= Dry Lips Oughta Move to Kapuskasing =

1989 play by Tomson Highway

Dry Lips Oughta Move to Kapuskasing is a play by Canadian writer Tomson Highway (Cree), which premiered in 1989 at Theatre Passe-Muraille in Toronto.

==Character List==
- Nanabush (playing the spirit of Gazelle Nataways, Patsy Pegahmagahbow, and Black Lady Halked): A mythical and spiritual creature that possesses the female characters.
- Zachary Jeremiah Keeschigeesik: He is the main character and is having a nightmare that Nanabush put on him. He fears coming home to his wife after waking up on Big Joey's couch with Big Joey's girlfriend but ends up waking up from the nightmare on his own couch with his wife and child.
- Hera Keechigeesik: Zachary's wife
- Big Joey: Is a warrior for the rez. He denies being the father to Dickie Bird Halked. His violence is supposed to be against the oppressive white systems but instead his violence is more against the other Natives of the rez. He witnesses Dickie Bird sexually assault Patsy but refuses to intervene, or let Creature intervene. His reason for letting Patsy be assaulted is that he hates women (page 120).
- Dickie Bird Halked: The illegitimate child of Big Joey. He was born in a bar and suffers from fetal alcohol syndrome; he is unable to talk. He sexually assaults Patsy with a crucifix, and kills her unborn baby.
- Pierre St. Pierre: The Rez bootlegger
- Spooky Lacroix: He has an obsession with Christianity. Throughout the play, he encourages his old friends to join his religion. He also frowns upon cursing and drinking
- Simon Starblanket: He is struggling with self-realization because he lost his belief in spirituality and tradition. His girlfriend is pregnant. He intends to go to South Dakota because of the Native suppression.
- Creature: Big Joey's side kick. He almost always takes Big Joey's side because he is in love with him.

==Plot summary==
Set in the fictional Wasaychigan Hill reserve in Northern Ontario, Dry Lips is a companion piece to Highway's earlier play The Rez Sisters. The Rez Sisters focused on seven women from the community; Dry Lips, whose original working title was The Rez Brothers, is about seven men. It is written in a mix of English, Cree, and Ojibway. It tells the story of life on the Wasaychigan Hill Indian Reserve and the men on the reserve as well.
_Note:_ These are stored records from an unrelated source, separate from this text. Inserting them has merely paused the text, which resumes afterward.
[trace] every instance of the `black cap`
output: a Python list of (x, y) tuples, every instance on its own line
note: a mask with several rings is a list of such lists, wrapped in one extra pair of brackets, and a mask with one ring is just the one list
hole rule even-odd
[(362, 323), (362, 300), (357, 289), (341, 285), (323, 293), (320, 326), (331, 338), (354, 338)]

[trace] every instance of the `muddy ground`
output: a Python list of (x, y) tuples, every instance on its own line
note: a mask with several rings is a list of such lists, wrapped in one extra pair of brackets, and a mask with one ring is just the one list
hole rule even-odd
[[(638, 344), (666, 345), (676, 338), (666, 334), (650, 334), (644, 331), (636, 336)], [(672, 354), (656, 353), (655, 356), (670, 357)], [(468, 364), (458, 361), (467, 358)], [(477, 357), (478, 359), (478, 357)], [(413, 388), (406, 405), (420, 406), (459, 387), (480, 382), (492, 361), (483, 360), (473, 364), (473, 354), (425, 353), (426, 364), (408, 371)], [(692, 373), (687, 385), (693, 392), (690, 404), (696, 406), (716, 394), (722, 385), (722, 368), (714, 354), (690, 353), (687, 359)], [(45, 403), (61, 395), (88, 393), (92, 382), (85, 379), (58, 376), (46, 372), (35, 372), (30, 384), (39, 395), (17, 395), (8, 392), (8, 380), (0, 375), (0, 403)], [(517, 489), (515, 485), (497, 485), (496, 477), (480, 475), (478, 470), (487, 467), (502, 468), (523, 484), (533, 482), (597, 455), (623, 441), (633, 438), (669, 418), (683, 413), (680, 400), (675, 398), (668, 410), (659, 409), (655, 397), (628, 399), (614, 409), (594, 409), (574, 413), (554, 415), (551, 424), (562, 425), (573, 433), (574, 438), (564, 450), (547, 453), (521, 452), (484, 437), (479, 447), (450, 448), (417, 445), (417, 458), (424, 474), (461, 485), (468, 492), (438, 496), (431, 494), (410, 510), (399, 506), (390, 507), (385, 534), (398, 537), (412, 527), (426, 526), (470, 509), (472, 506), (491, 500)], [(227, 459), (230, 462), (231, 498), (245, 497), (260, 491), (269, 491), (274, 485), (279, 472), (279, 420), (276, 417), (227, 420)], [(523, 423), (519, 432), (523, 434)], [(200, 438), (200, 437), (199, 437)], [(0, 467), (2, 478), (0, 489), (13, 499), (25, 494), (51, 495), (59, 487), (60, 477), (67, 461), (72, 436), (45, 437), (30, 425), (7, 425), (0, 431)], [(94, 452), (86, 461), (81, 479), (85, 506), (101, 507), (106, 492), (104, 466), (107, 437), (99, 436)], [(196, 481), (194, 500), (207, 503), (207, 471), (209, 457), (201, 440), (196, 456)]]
The men talk about their plans; Big Joey wants to get a radio show, Zachary wants to open a bakery while Pierre St. Pierre got a new job as a referee for the women's hockey games. Nanabush is a trickster; she can change shape and gender, enact the men's phobias and fantasies about women and also shows the misogynistic attitudes of the men in the play. Each character has their own story within the bigger picture.

The play's original cast included Gary Farmer, Billy Merasty and Graham Greene. Highway's brother René and musician Carlos del Junco were also involved in the production.

In 2010, Highway also staged Paasteewitoon Kaapooskaysing Tageespichit, a Cree language version of the play.

==Awards==
- Dora Mavor Moore Awards, 1989
  - Outstanding New Play (Tomson Highway)
  - Outstanding Production (Theatre Passe Muraille and Native Earth Performing Arts Inc.)
  - Outstanding Performance by a Male in a Leading Role (Graham Greene)
  - Outstanding Performance by a Female in a Featured Role (Doris Linklater)
- Floyd S. Chalmers Canadian Play Award, 1989
- Governor General's Literary Award (shortlisted in English Drama)

== Bibliography ==
- Djubal, Clay."Strategies of Subversion: An Examination of Tomson Highway's The Rez Sisters and its Appropriation of Sonata Form" The University of Queensland, 1998. Includes an analysis of Dry Lips. (Retrieved 31 January 2014).